LearnProgrammingBot requires scikit-learn, praw and sqlalchemy. Due to this, the installation instructions are slightly different depending on which platform you are using. It should work with both Python 2 and Python 3 (unit tests are coming soon)

Before continuing, download the code (either through the source zip or releases tab) and extract it if necessary, or clone using git. Then, open a command prompt or terminal and cd to the directory where you have extracted the code.

Windows

As an administrator, in the command prompt, run:

pip install -r requirements.txt

Mac

sudo pip install -r requirements.txt

Debian/Ubuntu/Mint

sudo apt-get install python-scipy
sudo pip install sqlalchemy scikit-learn praw

Setup and Running

You'll need to enter a few variables into settings.py. Just follow the instructions on lines preceded by # (comments) and fill in the correct data.

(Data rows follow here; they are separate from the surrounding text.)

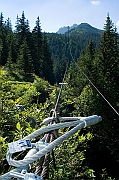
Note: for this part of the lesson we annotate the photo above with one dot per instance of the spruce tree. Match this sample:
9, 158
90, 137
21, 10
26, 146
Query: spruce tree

To run, use ./main.py run in the terminal. This will run continuously until killed using Ctrl+C or an exception. You might find useful logging information in bot.log if the bot does crash. Feel free to report an issue if you do find a bug!

Classifications

Currently, the classifier only recognises 3 types of post classes:

  • 'good' - the post is a good question for /r/learnprogramming
  • 'faq' - the post contains a common question that is probably on the FAQ
  • 'bad' - the post is formatted badly, off topic or does not contain enough detail.

Accuracy

As of commit 9742b376ef4e845ac45cbd96e86dfe7156dc913e, the classifier's accuracy is as follows:

  • Correct classification = 81%
  • False negative = 13%
  • False positive = 5%
  • Wrong category = 1%

False negatives are counted as any time that the actual class was not 'good' and the classifier returned 'good'. False positives occur when the actual class was 'good' but the classifier did not return 'good'. Wrong category classifications occur when the classifier returned a different negative classification (i.e. 'faq' instead of 'bad')

Roadmap and Planned Features

  • Unit tests
  • More modular approach so that extra modules can be installed to make the bot more customisable.

Contributing

We're happy to accept contributors - you don't need to be an expert, just file an issue about getting started and we can start there!

License

MIT License. Please see the LICENSE file!